Tricked into visiting an army barracks in Baghdad, she was arrested and transferred to Tikrit on a trumped-up charge involving the murder of the brother of an Iraqi MP and one of her colleagues who had been kidnapped and killed.The 12-month ordeal that followed, by her account, involved physical and psychological abuse, and included sexual assault.
She says she finally cracked when she was told her 20-year-old daughter, who was brought to speak to her in Tikrit, would be raped if she did not "confess".



On this week's Making Contact, Iraq is explored.  Excerpt.

Yanar Mohammed:  We have turned in the last ten years into a new police state. [. . .]  [W]hat happened in Iraq is that the US administration wanted to empower only those who are on the right [wing] side of the political formula.  And on the right side, it was mostly the Islamists.  And when they dealt with the political groups who are on the ground, they dealt with them in what is understood as the rule of the jungle: Whoever has the biggest militias, whoever has the better ability to kill, those were the ones who are in the Parliament now.  You do not see the political parties that are progressive in Iraq that have a history, have a big membership, you don't see them having any seats.  If we were to go back to 2003 and if there was a political will to allow the times to happen in Iraq all of the political groups should have been empowered in the same way -- and especially the working class groups and the women.  To cut a long story short, they did not want Iraq to become a modern state.  They wanted to become another Saudi Arabia in the region.  Saudi Arabia which is lying on top of a big field of oil which where the state has one function to pull the tabs of oil and to open them in full to the foreign companies.

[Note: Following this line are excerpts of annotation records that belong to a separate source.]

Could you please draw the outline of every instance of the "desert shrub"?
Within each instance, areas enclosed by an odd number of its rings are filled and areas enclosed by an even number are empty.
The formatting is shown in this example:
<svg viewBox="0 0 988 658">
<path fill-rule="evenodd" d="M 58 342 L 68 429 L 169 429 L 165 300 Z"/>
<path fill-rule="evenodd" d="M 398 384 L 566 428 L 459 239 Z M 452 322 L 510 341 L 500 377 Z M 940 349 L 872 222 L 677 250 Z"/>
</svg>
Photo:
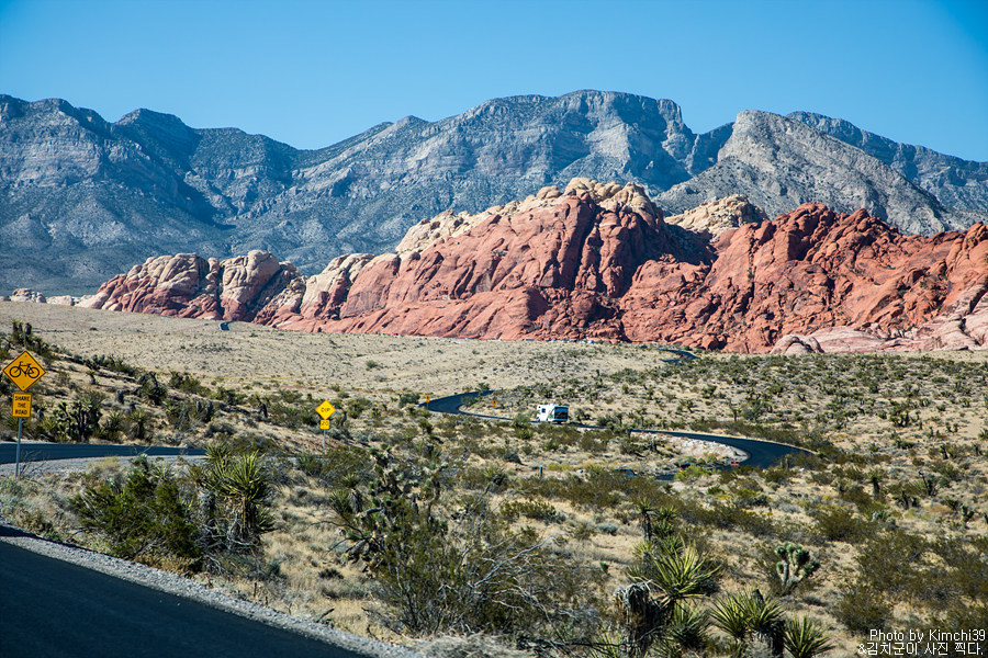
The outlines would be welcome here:
<svg viewBox="0 0 988 658">
<path fill-rule="evenodd" d="M 168 385 L 178 390 L 184 390 L 186 393 L 194 395 L 207 396 L 210 394 L 210 389 L 203 386 L 202 382 L 189 373 L 171 371 L 169 373 Z"/>
<path fill-rule="evenodd" d="M 372 577 L 391 627 L 415 635 L 539 633 L 559 615 L 594 617 L 588 574 L 554 544 L 510 531 L 485 496 L 469 497 L 454 515 L 444 513 L 441 466 L 373 456 L 367 489 L 339 490 L 330 503 L 347 556 Z"/>
<path fill-rule="evenodd" d="M 271 422 L 285 428 L 312 428 L 319 423 L 318 415 L 310 407 L 271 402 L 268 413 Z"/>
<path fill-rule="evenodd" d="M 852 582 L 841 591 L 833 614 L 854 635 L 867 636 L 874 628 L 887 628 L 891 605 L 880 590 Z"/>
<path fill-rule="evenodd" d="M 60 402 L 52 412 L 50 427 L 56 441 L 82 443 L 100 429 L 102 399 L 90 396 L 72 400 L 71 406 Z"/>
<path fill-rule="evenodd" d="M 731 489 L 731 495 L 740 507 L 768 507 L 768 496 L 764 491 L 737 487 Z"/>
<path fill-rule="evenodd" d="M 94 371 L 99 371 L 102 368 L 114 373 L 120 373 L 122 375 L 127 375 L 128 377 L 136 377 L 141 374 L 141 368 L 138 368 L 137 366 L 126 363 L 119 356 L 106 356 L 105 354 L 101 354 L 99 356 L 93 354 L 90 359 L 83 359 L 82 365 Z"/>
<path fill-rule="evenodd" d="M 417 405 L 422 396 L 417 393 L 398 394 L 398 407 L 407 407 L 408 405 Z"/>
<path fill-rule="evenodd" d="M 686 468 L 681 469 L 673 476 L 677 483 L 692 483 L 695 479 L 701 478 L 705 475 L 710 475 L 709 472 L 703 466 L 697 466 L 696 464 L 691 464 Z"/>
<path fill-rule="evenodd" d="M 746 510 L 736 502 L 714 501 L 709 508 L 701 506 L 686 506 L 681 503 L 681 515 L 684 520 L 712 527 L 746 530 L 756 535 L 776 534 L 772 519 L 766 515 Z"/>
<path fill-rule="evenodd" d="M 510 522 L 517 521 L 518 517 L 547 523 L 558 523 L 565 519 L 552 504 L 544 500 L 512 500 L 501 506 L 501 514 Z"/>
<path fill-rule="evenodd" d="M 830 542 L 854 542 L 867 530 L 868 524 L 847 508 L 826 506 L 813 514 L 817 533 Z"/>
</svg>

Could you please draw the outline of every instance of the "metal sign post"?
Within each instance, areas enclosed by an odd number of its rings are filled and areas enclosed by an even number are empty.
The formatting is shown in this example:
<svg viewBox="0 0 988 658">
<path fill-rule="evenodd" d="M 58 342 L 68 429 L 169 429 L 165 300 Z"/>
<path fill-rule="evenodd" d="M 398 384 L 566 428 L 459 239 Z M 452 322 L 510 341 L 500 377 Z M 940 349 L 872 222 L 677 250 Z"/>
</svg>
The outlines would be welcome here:
<svg viewBox="0 0 988 658">
<path fill-rule="evenodd" d="M 27 390 L 31 385 L 41 379 L 45 368 L 34 360 L 27 350 L 18 354 L 16 359 L 7 364 L 3 374 L 21 390 Z M 24 433 L 24 419 L 31 418 L 31 394 L 13 394 L 11 416 L 18 419 L 18 451 L 14 463 L 14 477 L 21 477 L 21 435 Z"/>
</svg>

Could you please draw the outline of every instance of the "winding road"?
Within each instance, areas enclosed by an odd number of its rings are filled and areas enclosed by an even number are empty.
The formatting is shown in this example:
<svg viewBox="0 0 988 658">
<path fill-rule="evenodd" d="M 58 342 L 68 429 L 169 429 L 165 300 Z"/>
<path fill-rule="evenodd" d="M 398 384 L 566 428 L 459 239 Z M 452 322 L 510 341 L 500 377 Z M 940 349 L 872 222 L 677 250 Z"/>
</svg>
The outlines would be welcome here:
<svg viewBox="0 0 988 658">
<path fill-rule="evenodd" d="M 436 398 L 434 400 L 429 400 L 427 402 L 419 404 L 419 407 L 428 409 L 429 411 L 435 411 L 437 413 L 454 413 L 461 416 L 473 416 L 475 418 L 483 418 L 486 420 L 512 420 L 510 418 L 504 418 L 501 416 L 485 416 L 483 413 L 471 413 L 469 411 L 463 411 L 460 407 L 462 407 L 463 402 L 470 398 L 475 398 L 478 396 L 484 395 L 479 392 L 473 393 L 459 393 L 457 395 L 449 395 L 441 398 Z M 536 421 L 532 421 L 534 423 Z M 579 424 L 576 427 L 581 428 L 590 428 L 590 429 L 603 429 L 598 426 L 590 426 L 590 424 Z M 678 436 L 682 439 L 694 439 L 699 441 L 710 441 L 712 443 L 720 443 L 722 445 L 729 445 L 730 447 L 738 449 L 743 451 L 748 456 L 742 461 L 745 466 L 755 466 L 757 468 L 767 468 L 776 464 L 779 460 L 782 460 L 786 455 L 806 453 L 813 454 L 812 451 L 796 447 L 795 445 L 788 445 L 785 443 L 775 443 L 773 441 L 762 441 L 759 439 L 743 439 L 741 436 L 726 436 L 721 434 L 705 434 L 700 432 L 678 432 L 671 430 L 635 430 L 636 432 L 641 432 L 643 434 L 665 434 L 669 436 Z"/>
<path fill-rule="evenodd" d="M 0 464 L 13 464 L 16 460 L 16 443 L 0 443 Z M 44 443 L 21 442 L 21 465 L 32 462 L 55 460 L 98 460 L 100 457 L 177 457 L 204 455 L 198 447 L 168 447 L 164 445 L 110 445 L 100 443 Z"/>
</svg>

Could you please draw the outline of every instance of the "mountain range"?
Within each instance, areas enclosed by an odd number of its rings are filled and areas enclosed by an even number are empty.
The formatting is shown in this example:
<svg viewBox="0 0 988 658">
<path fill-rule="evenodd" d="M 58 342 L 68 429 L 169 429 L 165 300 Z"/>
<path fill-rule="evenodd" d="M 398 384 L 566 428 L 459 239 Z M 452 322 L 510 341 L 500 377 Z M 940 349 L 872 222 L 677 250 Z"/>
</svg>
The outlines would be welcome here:
<svg viewBox="0 0 988 658">
<path fill-rule="evenodd" d="M 667 219 L 635 183 L 577 178 L 440 214 L 392 253 L 340 256 L 314 276 L 259 250 L 161 256 L 81 304 L 303 331 L 736 352 L 988 347 L 985 224 L 914 236 L 820 204 L 762 219 L 740 195 Z"/>
<path fill-rule="evenodd" d="M 743 194 L 774 216 L 819 202 L 911 234 L 988 218 L 988 163 L 818 114 L 744 111 L 693 133 L 669 100 L 579 91 L 414 116 L 300 150 L 138 110 L 115 123 L 0 95 L 0 291 L 87 293 L 164 253 L 260 249 L 303 274 L 393 250 L 452 208 L 476 213 L 575 177 L 640 185 L 666 215 Z"/>
</svg>

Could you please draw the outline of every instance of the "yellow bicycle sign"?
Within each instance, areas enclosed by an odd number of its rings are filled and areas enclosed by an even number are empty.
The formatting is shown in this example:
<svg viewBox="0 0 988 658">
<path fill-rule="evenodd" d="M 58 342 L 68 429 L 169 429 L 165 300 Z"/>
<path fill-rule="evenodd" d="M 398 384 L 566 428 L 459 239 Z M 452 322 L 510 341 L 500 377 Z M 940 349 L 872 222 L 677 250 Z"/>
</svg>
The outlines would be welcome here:
<svg viewBox="0 0 988 658">
<path fill-rule="evenodd" d="M 34 360 L 34 356 L 32 356 L 30 352 L 24 351 L 21 352 L 16 359 L 7 364 L 7 367 L 3 368 L 3 374 L 7 375 L 18 388 L 27 390 L 31 388 L 32 384 L 44 376 L 45 368 Z"/>
</svg>

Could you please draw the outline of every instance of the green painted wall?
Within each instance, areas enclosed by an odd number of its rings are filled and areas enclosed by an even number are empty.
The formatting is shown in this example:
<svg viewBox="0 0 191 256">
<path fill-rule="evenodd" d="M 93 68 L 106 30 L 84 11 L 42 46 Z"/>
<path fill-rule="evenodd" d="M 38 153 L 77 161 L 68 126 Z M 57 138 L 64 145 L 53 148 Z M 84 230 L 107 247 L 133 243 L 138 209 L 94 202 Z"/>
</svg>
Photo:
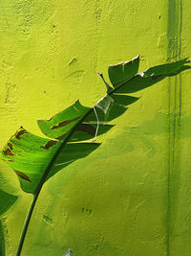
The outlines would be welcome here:
<svg viewBox="0 0 191 256">
<path fill-rule="evenodd" d="M 0 147 L 22 125 L 105 92 L 95 71 L 141 54 L 140 70 L 191 56 L 185 0 L 0 1 Z M 190 72 L 142 92 L 103 145 L 49 180 L 23 256 L 189 256 Z M 0 186 L 19 196 L 3 219 L 14 255 L 32 197 L 0 163 Z"/>
</svg>

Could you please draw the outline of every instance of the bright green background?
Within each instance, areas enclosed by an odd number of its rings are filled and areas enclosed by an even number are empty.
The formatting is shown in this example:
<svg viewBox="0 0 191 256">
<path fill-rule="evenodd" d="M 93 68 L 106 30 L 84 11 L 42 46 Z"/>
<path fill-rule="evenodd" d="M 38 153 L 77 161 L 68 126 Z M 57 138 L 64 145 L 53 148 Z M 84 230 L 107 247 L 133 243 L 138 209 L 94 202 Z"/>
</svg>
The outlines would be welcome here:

Of course, Iraqi women have had some 'success' under Nouri's leadership.    Let's drop back to the November 12th snapshot:

Staying with violence, as noted in the October 15th snapshot, Iraq had already executed 119 people in 2012.  Time to add more to that total.  Mohammed Tawfeeq (CNN) reported last night that 10 more people were executed on Sunday ("nine Iraqis and one Egyptian").  Tawfeeq notes the Ministry of Justice's statement on the executions includes, "The Iraqi Justice Ministry carried out the executions by hanging 10 inmates after it was approved by the presidential council."  And, not noted in the report, that number's only going to climb.  A number of Saudi prisoners have been moved into Baghdad over the last weeks in anticipation of the prisoners being executed.  Hou Qiang (Xinhua) observes, "Increasing executions in Iraq sparked calls by the UN mission in the country, the European Union and human rights groups on Baghdad to abolish the capital punishment, criticizing the lack of transparency in the proceedings of the country's courts."


Yes, in Nouri's Iraq, women are executed and put on death row.  Other rights may have withered but Nouri -- like most misogynsts -- will always support the right to proclaim a woman guilty of some crime or 'crime.'

From Amnesty International's new report  [PDF format warning] "Iraq: A Decade of Abuses:"


Men comprise the great majority of prisoners sentenced to death and executed in Iraq but at least 14 women have been executed since executions resumed.  The authorities have reported carrying out 129 executions in 2012, including five executions of women.
The number of women currently on death row is unknown to Amnesty International.  In October 2012, the HHRO reported that at least 18 women were on death row there when they visited the Women's Prison in Baghdad.
Some women prisoners have been on death row for several years, including Wassan Talib, who was sentenced to death in August 2006 after the Central Criminal Court convicted her of murdering members of the security forces, and Samar Sa'ad 'Abdullah, sentenced in August 2005 after she was convicted of murdering several relatives despite her allegations that she was forced to confess under torture in pre-trial detention.

They're represented in mulitples on death row but there's only one woman in Nouri's Cabinet -- and he only named a woman to the post after women publicly rebuked him in January 2011 -- including women in Iraqi President Jalal Talabani's family.